Bitcoin (BTC-USD) fell to $67,000 per token on Thursday, falling to its lowest level since 2024 as selling pressure intensified.
The token extended losses from the previous session after Treasury Secretary Scott Bessent indicated that the US government will not step in to support the cryptocurrency market.
In a heated back and forth during the House Financial Services Committee on Wednesday, Bessent was asked if the US Treasury had the authority to buy bitcoin or other cryptos.
“I don’t have the authority to do that, and as FSOC chairman, I don’t have that authority,” Bessent stated.
Bitcoin fell as low as $67,073 apiece early Thursday, continuing Wednesday’s decline that followed Bessent’s comments.
The decline was also fueled by broader selling pressure in the markets and a warning from notable investor Michael Burry that a sustained decline in bitcoin’s price could “start a death spiral leading to massive value destruction.”
“Bitcoin has been exposed as a purely speculative asset, and not close to the debasement trading hedge that is gold and other precious metals,” Burry, who rose to prominence after predicting the 2008 financial crisis, wrote in his Substack.
The move lower on Thursday only added to bitcoin’s recent rout.

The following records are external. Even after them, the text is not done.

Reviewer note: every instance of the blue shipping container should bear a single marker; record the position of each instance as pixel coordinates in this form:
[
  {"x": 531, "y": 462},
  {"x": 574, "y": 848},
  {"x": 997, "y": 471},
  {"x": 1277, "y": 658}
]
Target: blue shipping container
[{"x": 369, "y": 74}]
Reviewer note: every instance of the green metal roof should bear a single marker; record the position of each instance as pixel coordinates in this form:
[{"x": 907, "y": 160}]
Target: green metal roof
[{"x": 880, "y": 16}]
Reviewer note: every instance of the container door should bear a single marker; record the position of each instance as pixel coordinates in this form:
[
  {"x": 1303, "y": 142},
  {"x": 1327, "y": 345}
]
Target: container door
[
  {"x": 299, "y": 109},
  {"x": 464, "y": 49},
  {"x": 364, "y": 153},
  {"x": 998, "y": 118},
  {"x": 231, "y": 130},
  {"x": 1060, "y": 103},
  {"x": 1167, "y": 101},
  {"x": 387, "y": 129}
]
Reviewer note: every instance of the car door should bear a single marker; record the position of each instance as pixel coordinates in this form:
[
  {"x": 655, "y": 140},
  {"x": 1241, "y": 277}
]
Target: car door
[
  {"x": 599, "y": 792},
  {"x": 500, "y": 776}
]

The world’s largest cryptocurrency is down nearly 20% year-to-date.
Bitcoin fell sharply last weekend to hit its fourth consecutive month of losses.
The move lower coincided with President Trump’s announcement last Friday that he has chosen Kevin Warsh to lead the Federal Reserve when Jerome Powell’s term ends in May, a nomination that markets see as hawkish.
Ether (ETH-USD) and other digital tokens also slide.
Read more: How to navigate a crypto meltdown
After bitcoin previously surpassed the key support level at $73,000, 10X Research strategists wrote that “current flows suggest that sentiment has changed significantly.”
The firm’s strategists pointed to flow and positioning data, which indicated “investors are not yet in a position to buy the dip.”
“While sentiment and technical indicators are approaching extreme levels, the broader downtrend remains intact,” the researchers wrote. “In the absence of a clear catalyst, there is little urgency to step in.”
The firm noted that traders remain focused on deleveraging and winding down their positions rather than preparing for a typical snapback rally.
The pressure on digital assets reflected the broader fragility in the crypto market. Aside from a brief bounce last month, bitcoin has struggled since October, when whale sales and forced liquidations swept the industry.